Studies have shown that up to 4% of the population are not identifying themselves with the conventional male or female sexualities. This finding is also an indication that nature plays a big role in determining the sexuality of a person: it is not necessarily the nurture aspect of society. It is also of concern that the number of people identifying them with sexualities other than male or female is increasing just as there is the increase in homosexuals. Thus, it is important to investigate what is causing this upsurge in what many representatives in the society consider an abnormal sexual orientation. In the meantime, it may be discovered that lifestyle, modern medicine, and many other factors are playing a role in altering the bodily physiology and physical formation of genitalia to produce people who neither identify themselves as male or female, or better still, those who are attracted to people of the same sex.

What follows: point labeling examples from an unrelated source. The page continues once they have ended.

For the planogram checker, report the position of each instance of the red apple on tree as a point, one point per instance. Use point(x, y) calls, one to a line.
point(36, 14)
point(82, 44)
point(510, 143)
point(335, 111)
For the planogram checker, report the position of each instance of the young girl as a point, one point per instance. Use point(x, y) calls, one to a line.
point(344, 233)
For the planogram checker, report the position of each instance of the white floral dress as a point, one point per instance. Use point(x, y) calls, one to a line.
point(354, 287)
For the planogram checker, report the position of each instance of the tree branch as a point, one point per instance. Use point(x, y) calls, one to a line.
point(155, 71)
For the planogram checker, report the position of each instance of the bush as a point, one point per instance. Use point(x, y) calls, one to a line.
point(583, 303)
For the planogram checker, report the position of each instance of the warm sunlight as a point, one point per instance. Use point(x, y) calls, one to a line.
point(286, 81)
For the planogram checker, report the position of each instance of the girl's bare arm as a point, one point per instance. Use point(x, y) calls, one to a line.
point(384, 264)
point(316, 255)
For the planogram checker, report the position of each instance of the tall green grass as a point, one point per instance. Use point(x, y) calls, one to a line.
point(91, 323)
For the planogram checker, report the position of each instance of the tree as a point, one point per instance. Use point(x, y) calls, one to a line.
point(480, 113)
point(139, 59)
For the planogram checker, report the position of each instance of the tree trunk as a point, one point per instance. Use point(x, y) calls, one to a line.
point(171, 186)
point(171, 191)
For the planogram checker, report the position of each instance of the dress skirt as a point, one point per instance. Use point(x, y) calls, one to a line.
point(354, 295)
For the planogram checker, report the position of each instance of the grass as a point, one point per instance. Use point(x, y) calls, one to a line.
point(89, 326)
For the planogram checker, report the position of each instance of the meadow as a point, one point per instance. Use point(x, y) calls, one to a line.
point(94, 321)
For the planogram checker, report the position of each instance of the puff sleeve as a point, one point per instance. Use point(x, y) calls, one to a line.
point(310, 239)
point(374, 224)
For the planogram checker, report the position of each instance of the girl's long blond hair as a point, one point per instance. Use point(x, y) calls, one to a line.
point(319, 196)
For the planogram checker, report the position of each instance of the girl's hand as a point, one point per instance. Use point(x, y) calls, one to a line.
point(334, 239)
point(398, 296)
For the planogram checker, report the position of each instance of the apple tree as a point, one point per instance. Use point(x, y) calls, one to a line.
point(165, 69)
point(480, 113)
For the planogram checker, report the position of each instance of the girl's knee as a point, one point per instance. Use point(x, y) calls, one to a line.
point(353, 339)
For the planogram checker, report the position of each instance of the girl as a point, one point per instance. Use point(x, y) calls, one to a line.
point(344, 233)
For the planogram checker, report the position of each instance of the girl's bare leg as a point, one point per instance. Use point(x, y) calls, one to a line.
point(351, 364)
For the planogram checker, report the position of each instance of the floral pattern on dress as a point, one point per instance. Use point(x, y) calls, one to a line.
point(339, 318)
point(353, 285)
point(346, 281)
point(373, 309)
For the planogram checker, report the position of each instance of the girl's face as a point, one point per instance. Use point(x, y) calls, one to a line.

The debate around intersex should focus on the causative factors rather than corrective measures as is the case in the contemporary medical continuum.

Different governments feel that they have a stakeholder in controlling the sexual activities of its people given that they impact the provision of services like medical and education. Recently, there have been attempts to interrogate the way that heterosexuality encodes and structures everyday life, and to recognize the impact that ignoring or excluding heterosexuality has had on the development of social theory. International bodies have been constituted to look into the issue of human sex versus human rights. Whereas states feel that it is difficult for such internationally constituted bodies to represent agreeable political and legal ideologies with regard to what sexual activities of a locally constituted jurisdiction such as a country or a committee. This is further contained in the sexual theories that support the idea that human sex and sexuality cannot be universal.